- Cover art of Tenchi Muyo! Game Hen
- Developer(s): Banpresto Co., Ltd.
- Publisher(s): TamTam Co., Ltd.
- Series: Tenchi Muyo!
- Platform(s): Super Famicom
- Release: JP: October 27, 1995;
- Genre(s): Role-playing Strategy
- Mode(s): Single-player

= Tenchi Muyo! Game Hen =

1995 video game

Tenchi Muyo! Game Hen (天地無用!げーむ編, Tenchi Muyō! Gēmu Hen), also known as Tenchi Muyo! RPG, is a Japanese role-playing strategy game developed by Banpresto for the Super Famicom, released on October 27, 1995. It was licensed by AIC and the now former Pioneer LDC. While Tenchi Muyou! Game Hen was never officially translated and released for international consoles, the latter dumped ROM image of the game was hacked and translated into English on two occasions. Lina`chan, Nuku-Nuku & Filia's Translations, or LNF, released their functional iteration in 2000, albeit some bugs and textual imperfections.

== Gameplay ==
Tenchi Muyou! Game Hen is a turn-based game played from an isometric perspective. The game focuses entirely on fighting monsters within progressive worlds, all of which contain linear paths with predetermined battles. As such, the player does not freely roam or interact with the world.

There are a total of 12 playable characters in the game: Tenchi, Ryoko, Ayeka, Mihoshi, Sasami, Shitsuki, Ryo-Ohki, Katsuhito, Yukinojyo, Azaka, Kamidake and Washu. The player starts with the beginning four, acquires the subsequent two later, and, by visiting more varied locations, can acquire the remaining six. In prototypical role-playing fashion, each character has different movements, skills, personal advantages, attacking power, health and defense. Unlike the commonly instituted experience points system, however, characters level up by the accumulated number of monsters they defeat in battles. There is a cap of eight levels that each player character can earn. Up to four characters can be brought into combat at once and matches continue until all members of either side are eliminated.

== Synopsis ==

=== Setting and plot ===
Like the other mediums of the series, Tenchi Muyou! Game Hen begins on the Masaki residence, progressively branching from the property to spacecraft and other planets. The characters Shitsuki and Kusumi, new to the franchise, make an only appearance in the game.

On an otherwise ordinary sunny morning, Tenchi, Ryoko, Ayeka, Mihoshi and Ryo-Ohki sit to breakfast as Sasami finishes serving food. Realizing that Washu is not present, Sasami and Ryo-Ohki go to fetch her. Shortly after leaving, the house begins to wavily glow; ghastly monsters appearing in the hall.

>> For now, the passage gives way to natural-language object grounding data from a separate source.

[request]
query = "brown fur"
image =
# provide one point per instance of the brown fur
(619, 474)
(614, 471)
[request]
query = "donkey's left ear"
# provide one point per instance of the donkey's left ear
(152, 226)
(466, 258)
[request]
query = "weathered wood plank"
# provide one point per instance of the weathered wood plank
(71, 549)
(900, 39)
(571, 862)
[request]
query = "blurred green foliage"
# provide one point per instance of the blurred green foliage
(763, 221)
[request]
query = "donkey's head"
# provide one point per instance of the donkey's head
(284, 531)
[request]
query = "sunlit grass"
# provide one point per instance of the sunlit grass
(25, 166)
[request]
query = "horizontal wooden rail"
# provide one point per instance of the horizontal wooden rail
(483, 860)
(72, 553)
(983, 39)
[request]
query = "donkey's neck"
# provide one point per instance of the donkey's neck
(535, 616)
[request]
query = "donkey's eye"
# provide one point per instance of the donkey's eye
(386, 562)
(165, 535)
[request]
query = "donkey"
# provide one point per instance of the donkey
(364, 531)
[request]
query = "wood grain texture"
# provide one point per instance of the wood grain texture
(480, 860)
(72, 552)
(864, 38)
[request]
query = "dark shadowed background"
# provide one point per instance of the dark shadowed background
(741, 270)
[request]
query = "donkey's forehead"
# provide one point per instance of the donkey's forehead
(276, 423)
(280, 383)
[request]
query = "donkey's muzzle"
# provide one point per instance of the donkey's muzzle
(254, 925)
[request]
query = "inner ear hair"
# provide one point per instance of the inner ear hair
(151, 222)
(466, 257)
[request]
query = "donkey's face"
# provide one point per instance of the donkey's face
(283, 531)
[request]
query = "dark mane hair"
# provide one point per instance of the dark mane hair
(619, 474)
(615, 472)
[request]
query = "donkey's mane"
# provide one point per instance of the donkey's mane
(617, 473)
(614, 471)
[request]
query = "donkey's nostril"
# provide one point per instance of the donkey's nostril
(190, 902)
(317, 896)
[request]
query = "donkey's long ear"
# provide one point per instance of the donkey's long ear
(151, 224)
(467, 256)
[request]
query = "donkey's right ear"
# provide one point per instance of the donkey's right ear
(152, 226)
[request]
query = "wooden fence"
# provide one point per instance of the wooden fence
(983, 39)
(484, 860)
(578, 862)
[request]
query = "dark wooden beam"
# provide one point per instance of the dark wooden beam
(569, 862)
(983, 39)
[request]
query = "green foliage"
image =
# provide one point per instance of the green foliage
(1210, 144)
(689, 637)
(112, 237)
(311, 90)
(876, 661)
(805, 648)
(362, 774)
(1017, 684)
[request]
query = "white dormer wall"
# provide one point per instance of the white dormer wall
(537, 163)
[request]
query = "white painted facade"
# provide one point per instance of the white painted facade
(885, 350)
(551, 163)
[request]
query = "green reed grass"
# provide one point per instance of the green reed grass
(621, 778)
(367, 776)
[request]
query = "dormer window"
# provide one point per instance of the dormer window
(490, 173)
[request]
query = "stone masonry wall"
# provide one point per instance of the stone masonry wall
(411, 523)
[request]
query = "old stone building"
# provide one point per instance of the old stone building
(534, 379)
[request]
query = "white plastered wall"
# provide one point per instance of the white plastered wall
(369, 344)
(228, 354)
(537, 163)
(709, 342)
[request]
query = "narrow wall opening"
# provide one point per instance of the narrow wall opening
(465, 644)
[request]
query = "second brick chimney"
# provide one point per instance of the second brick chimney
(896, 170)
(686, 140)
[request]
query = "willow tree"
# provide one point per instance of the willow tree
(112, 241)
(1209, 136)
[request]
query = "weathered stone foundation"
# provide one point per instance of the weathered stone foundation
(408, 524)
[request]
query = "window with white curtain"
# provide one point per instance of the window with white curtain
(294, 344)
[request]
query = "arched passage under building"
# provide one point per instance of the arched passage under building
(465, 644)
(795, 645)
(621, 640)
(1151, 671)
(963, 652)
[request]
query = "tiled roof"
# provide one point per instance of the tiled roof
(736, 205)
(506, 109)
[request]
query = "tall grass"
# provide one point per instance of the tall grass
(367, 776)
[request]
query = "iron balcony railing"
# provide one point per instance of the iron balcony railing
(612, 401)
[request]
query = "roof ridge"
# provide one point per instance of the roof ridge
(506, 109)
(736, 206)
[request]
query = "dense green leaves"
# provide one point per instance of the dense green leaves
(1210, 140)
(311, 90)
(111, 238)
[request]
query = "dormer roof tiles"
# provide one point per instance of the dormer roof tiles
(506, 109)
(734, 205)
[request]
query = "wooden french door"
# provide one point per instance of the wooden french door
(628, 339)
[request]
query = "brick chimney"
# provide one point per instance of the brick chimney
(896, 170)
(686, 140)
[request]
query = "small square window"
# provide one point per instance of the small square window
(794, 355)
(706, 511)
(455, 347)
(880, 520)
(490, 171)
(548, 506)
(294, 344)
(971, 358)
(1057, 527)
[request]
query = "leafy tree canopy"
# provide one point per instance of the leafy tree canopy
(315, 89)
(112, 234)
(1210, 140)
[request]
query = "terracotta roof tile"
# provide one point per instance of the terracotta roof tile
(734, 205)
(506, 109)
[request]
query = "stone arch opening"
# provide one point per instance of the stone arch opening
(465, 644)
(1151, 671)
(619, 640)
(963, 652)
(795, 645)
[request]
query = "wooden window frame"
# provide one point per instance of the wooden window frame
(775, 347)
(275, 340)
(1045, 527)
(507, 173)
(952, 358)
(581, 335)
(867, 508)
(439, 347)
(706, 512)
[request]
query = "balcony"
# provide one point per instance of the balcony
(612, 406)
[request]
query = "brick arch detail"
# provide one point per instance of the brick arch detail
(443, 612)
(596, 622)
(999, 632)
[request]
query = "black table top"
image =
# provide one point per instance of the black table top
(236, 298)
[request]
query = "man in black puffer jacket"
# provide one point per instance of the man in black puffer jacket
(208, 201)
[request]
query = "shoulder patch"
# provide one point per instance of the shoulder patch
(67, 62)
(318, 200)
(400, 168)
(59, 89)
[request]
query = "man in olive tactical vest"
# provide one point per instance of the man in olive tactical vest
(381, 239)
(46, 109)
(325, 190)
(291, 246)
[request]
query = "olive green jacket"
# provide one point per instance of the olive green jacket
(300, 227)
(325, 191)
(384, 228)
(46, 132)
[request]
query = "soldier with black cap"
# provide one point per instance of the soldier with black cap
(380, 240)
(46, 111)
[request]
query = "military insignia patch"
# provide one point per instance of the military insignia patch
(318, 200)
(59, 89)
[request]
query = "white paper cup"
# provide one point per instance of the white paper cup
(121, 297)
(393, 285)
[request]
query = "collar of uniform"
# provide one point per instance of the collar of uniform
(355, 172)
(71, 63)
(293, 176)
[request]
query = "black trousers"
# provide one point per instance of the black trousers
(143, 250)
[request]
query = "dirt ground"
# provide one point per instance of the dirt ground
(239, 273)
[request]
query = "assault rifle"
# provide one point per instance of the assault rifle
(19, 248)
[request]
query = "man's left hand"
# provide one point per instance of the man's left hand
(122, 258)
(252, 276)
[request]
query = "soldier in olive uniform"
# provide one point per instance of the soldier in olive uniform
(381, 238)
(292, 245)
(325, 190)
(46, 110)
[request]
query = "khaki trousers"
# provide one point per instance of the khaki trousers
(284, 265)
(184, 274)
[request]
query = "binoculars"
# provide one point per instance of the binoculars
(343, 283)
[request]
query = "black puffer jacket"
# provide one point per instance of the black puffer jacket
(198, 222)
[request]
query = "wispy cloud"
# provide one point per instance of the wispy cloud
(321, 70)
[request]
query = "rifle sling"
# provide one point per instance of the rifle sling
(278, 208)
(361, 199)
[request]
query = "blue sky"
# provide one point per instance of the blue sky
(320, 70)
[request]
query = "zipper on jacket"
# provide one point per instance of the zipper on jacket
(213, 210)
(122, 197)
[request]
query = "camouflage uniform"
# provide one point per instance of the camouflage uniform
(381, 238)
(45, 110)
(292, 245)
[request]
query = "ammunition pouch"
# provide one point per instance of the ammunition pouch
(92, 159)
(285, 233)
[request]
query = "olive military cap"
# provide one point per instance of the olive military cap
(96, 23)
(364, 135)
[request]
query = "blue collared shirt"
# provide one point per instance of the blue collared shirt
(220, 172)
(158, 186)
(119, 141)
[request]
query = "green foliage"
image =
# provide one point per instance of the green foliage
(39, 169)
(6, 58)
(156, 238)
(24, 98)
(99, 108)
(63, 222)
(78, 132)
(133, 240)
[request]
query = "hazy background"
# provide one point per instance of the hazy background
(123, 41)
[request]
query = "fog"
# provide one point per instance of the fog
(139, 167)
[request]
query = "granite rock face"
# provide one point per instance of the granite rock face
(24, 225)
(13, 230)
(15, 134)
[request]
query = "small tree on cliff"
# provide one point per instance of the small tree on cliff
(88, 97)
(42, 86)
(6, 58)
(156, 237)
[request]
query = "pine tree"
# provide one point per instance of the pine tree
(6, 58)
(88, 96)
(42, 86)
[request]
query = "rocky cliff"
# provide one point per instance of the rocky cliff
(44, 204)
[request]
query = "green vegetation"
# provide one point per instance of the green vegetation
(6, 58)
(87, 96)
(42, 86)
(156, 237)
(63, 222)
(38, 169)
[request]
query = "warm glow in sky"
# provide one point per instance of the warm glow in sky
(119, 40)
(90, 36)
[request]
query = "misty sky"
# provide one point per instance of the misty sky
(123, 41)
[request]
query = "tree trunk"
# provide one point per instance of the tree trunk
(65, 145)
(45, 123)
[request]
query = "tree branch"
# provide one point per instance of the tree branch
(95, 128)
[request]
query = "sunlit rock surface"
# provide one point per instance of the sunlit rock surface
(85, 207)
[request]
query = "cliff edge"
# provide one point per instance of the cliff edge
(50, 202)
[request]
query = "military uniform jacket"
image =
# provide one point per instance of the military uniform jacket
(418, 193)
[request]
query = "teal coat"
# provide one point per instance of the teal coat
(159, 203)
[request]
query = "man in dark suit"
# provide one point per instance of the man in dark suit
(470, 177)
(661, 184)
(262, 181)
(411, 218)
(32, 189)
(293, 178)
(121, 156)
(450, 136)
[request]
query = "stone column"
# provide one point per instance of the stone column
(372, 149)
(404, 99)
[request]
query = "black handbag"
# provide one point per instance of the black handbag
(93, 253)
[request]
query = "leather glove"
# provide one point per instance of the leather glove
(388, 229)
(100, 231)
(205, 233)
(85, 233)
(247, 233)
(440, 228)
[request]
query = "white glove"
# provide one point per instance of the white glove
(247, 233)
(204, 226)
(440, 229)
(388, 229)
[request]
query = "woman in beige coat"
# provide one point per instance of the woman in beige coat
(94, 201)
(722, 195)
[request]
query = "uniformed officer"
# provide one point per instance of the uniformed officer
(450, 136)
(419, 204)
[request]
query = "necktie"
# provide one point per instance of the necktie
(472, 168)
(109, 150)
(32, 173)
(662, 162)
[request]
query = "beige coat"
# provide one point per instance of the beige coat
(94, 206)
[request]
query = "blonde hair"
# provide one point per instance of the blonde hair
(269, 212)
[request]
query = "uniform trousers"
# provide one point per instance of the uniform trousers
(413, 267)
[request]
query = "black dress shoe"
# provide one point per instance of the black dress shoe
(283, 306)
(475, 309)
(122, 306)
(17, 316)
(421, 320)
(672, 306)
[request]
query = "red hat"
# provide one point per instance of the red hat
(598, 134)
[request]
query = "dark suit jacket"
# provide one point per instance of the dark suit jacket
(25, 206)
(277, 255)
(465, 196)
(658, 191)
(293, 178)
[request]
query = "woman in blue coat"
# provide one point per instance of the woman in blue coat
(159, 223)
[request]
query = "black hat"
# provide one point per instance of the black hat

Fighting and defeating the intruders, the group is approached by Shitsuki, a mysterious girl who explains the obscure reason for her visit: test and measure the strengths of everyone. All but Ryoko take her objective with any real care until Shitsuki presents Sasami as a hostage, garnering the now dire attention of the group. Acting the sportsman however, Shitsuki agrees to surrender her captive in return for any one of the group injuring her in a fight. Much to her angst, Shitsuki loses; refusing to go through with her end of the deal. She offers the group a future rematch as compensation and, leaving them with her next location, teleports Sasami and herself to her outbound spaceship.